On November 20, 2001, in Oklahoma City, 39-year-old advertising executive Robert Dale "Rob" Andrew was shot and killed as part of a murder-for-hire plot hatched by James Dwight Pavatt (born November 10, 1953) and Brenda Evers Andrew (born December 16, 1963). Rob and Brenda Andrew were in the middle of divorce proceedings and Brenda had an affair with Pavatt, who helped to process a $800,000 life insurance policy on Rob, and the murder was carried out to obtain the insurance money.

Brenda and Pavatt fled to Mexico after the murder, but they were arrested and charged with murder. The pair were found guilty in separate trials between 2003 and 2004, and sentenced to death for killing Andrew, and they are currently on death row. Pavatt is scheduled to be executed on November 12, 2026.

==Background==
Rob Andrew, an advertising executive, and his wife Brenda Evers Andrew met during Brenda's senior year of high school. Brenda, born in 1963, was raised in Enid in a devout Lutheran household. She was described as a high-achieving, quiet, and traditionally conservative teenager who participated in church youth activities and a Christian evangelism program. Andrew was a Baptist from a similarly religious family. They attended college, married in 1984, and settled in Oklahoma after spending some time in Texas. Andrew became a successful advertising executive, earning a six-figure salary. Brenda graduated from college and worked in banking, a job she enjoyed. After the birth of their two children, a daughter and a son, in 1990 and 1994, respectively, Brenda became a stay-at-home mother.

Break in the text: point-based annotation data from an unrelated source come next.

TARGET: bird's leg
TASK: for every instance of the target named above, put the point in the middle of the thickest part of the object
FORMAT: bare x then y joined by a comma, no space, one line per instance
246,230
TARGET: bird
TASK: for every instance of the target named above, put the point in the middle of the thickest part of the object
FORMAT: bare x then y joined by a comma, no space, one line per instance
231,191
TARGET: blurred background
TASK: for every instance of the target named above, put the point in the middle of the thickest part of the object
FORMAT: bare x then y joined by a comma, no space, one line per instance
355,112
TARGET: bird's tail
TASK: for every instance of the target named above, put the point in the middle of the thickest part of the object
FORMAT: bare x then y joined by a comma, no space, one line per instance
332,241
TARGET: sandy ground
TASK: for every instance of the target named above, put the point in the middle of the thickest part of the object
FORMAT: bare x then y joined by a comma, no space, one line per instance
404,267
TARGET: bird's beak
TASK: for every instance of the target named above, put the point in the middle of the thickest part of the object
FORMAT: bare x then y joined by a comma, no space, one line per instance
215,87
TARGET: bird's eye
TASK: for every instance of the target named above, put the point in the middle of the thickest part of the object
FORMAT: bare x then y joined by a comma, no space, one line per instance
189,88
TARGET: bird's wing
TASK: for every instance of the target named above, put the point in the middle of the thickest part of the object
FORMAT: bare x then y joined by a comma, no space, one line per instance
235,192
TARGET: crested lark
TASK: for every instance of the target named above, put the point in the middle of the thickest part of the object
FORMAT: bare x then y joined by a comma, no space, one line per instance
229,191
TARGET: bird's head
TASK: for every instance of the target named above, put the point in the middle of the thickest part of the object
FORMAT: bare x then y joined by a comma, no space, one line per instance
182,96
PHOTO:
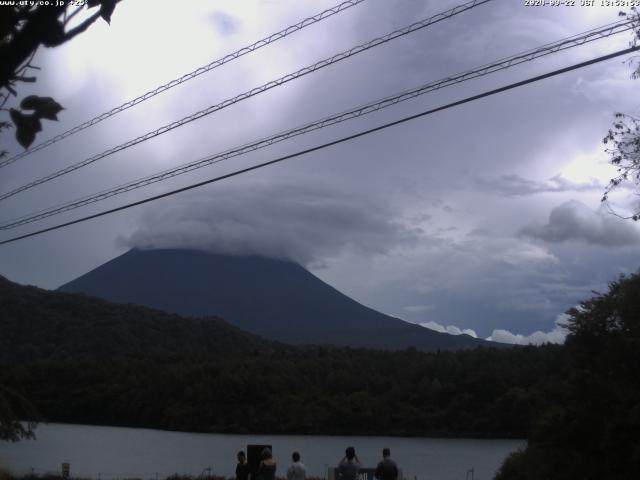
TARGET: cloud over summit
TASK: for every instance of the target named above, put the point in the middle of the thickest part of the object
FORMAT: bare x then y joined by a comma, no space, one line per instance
306,225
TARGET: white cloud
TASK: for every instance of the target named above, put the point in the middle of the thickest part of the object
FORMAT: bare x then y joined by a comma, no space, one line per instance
515,185
557,335
418,308
303,224
573,220
450,329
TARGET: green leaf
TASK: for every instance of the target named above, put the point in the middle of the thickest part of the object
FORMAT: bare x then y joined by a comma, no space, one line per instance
26,126
45,107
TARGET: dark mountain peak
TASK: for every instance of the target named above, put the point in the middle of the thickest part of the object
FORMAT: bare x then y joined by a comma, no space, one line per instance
277,299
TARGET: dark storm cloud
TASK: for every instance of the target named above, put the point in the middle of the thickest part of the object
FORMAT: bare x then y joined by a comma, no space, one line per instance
302,224
515,185
575,221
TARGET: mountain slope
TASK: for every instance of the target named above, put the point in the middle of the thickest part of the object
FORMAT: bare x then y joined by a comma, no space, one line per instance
276,299
37,324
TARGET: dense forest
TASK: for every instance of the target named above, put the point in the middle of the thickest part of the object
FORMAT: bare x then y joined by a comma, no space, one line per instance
578,404
479,393
591,430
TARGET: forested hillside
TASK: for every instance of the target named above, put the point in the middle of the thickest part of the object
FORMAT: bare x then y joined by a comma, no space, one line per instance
480,393
37,324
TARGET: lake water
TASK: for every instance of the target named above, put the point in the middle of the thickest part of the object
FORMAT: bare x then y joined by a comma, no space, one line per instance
110,452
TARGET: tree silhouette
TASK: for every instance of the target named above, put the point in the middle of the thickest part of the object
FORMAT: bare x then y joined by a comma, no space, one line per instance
623,139
23,29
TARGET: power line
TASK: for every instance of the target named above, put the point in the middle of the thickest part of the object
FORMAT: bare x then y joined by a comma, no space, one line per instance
329,144
508,62
188,76
254,91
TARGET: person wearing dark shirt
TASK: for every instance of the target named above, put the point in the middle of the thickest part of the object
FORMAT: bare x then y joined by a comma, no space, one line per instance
349,466
387,468
267,467
242,469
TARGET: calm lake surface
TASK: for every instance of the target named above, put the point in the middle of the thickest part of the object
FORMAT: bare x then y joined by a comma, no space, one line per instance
111,452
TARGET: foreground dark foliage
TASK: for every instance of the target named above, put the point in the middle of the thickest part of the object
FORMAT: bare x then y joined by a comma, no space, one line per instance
592,430
479,393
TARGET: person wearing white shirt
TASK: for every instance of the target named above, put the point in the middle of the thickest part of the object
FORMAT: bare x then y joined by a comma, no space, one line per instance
296,470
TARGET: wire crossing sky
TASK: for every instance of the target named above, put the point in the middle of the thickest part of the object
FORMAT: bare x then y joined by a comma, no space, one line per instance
332,143
186,77
560,45
255,91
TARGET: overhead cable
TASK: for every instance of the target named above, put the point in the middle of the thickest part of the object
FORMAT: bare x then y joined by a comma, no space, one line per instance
186,77
502,64
328,144
250,93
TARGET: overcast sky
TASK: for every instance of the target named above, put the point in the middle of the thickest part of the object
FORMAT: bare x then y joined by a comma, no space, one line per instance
483,218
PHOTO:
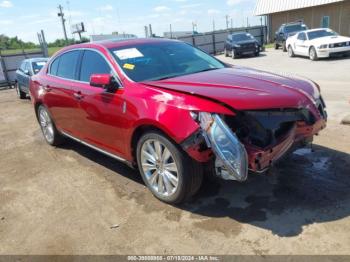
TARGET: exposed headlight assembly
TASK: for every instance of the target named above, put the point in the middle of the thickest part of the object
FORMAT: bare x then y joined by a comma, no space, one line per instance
232,158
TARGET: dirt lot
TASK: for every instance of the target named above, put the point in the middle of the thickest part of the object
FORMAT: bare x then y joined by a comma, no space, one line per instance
67,200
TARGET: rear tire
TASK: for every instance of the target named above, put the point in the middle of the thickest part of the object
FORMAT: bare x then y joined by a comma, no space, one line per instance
290,51
313,54
168,172
20,93
48,128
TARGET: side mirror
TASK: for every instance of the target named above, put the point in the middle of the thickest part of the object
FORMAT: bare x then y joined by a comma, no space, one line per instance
105,81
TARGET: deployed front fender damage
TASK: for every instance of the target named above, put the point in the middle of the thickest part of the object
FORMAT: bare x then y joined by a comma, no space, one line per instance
231,157
218,139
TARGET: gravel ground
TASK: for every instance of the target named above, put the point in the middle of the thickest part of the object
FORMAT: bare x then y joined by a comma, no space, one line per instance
73,200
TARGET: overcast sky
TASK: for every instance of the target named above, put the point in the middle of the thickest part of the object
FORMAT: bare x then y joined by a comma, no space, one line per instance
26,17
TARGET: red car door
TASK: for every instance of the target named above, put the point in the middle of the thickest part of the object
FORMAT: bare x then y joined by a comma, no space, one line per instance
59,93
101,112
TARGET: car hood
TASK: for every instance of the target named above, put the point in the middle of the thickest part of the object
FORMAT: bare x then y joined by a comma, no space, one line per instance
331,40
244,89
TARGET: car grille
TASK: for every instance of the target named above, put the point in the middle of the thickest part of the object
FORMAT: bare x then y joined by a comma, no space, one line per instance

The family's financial success allowed them to purchase a large home in the upscale Lansbrook neighborhood. Brenda became active in North Pointe Baptist Church, where she taught Sunday school despite her Lutheran upbringing. Behind this stable family life, however, the couple's marriage began to deteriorate. Brenda was unhappy after Andrew insisted that they return to Oklahoma from Texas, and Andrew sought marital counseling. By October 2001, the couple had separated, and Brenda filed for divorce. Around the same period, Brenda became increasingly close to James Dwight Pavatt, an insurance salesman and fellow Sunday school teacher at North Pointe Baptist Church, and began to have an affair with him. Pavatt was also Andrew's friend and had sold him an $800,000 life-insurance policy. At the time they began the affair, Pavatt had just divorced his wife Suk Hui a month prior on September 6, 2001.

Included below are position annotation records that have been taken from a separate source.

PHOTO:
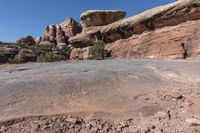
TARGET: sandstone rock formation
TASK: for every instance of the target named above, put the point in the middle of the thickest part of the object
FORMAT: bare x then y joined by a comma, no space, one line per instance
3,59
80,53
28,40
8,50
59,33
179,42
146,35
101,17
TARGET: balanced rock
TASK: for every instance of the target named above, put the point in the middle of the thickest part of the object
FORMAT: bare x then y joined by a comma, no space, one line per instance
3,59
60,33
70,27
163,16
101,17
9,50
28,40
80,53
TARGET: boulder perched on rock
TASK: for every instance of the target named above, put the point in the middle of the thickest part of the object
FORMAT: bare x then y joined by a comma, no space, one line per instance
101,17
9,50
3,59
177,42
80,53
168,15
60,33
70,27
28,40
26,55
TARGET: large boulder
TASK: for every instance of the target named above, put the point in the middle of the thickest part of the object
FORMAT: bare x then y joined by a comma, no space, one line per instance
27,55
49,34
101,17
163,16
80,53
177,42
28,40
70,27
60,33
3,59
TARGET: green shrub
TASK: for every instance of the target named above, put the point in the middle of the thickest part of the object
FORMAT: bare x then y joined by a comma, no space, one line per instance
97,51
47,57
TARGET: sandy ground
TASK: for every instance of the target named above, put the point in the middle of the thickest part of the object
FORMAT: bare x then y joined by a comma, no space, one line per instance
157,92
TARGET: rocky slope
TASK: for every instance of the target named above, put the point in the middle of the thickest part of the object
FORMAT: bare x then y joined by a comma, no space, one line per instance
124,96
144,30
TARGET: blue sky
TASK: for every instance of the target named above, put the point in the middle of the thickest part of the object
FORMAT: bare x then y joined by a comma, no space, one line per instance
29,17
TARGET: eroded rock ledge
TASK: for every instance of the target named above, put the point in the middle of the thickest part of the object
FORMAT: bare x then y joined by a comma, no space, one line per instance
169,31
168,15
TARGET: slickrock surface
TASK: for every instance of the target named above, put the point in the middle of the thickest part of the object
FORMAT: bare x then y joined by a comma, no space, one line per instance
100,96
159,17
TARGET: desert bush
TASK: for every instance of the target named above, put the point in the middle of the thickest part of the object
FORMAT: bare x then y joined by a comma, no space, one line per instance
47,57
97,51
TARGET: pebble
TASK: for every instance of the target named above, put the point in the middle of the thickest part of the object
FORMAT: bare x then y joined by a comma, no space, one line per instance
193,122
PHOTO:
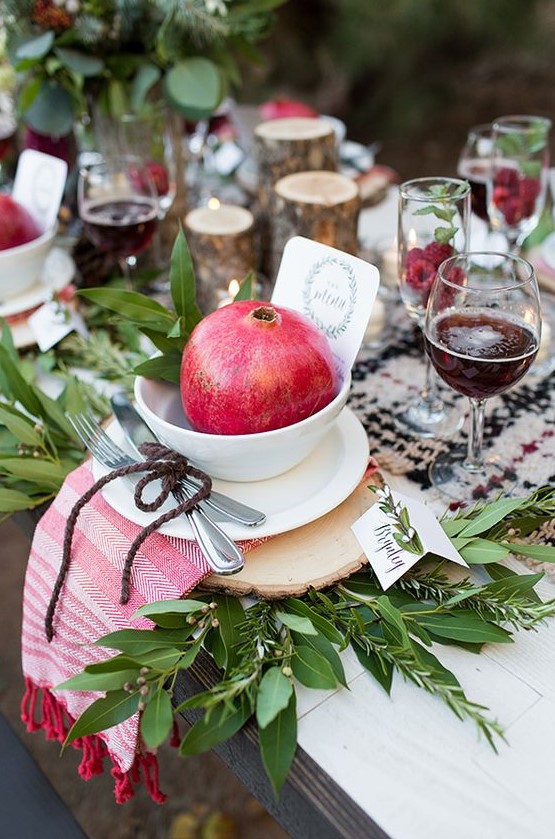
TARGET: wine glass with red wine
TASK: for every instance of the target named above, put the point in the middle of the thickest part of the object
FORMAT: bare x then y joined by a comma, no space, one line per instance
519,175
119,207
474,166
482,333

Apart from her affair with Pavatt, Brenda previously engaged in affairs with at least two more men, and during the few years leading up to her husband's murder, Brenda was often seen wearing skintight and provocative clothing whenever outdoors, even when she was at the church.

==Murder==
During the final weeks leading up to the murder of Rob Andrew, Brenda Andrew and James Pavatt hatched a plot to kill Andrew. The prosecution said the main motive was the $800,000 insurance policy that Pavatt made on Andrew's life, and the two decided to get the payout by killing Andrew. Pavatt told his daughter in late October 2001 that Brenda asked him to murder her husband. Two of Brenda's former lovers also stated that Brenda had confided in them her hatred for her husband, whom she wished was dead.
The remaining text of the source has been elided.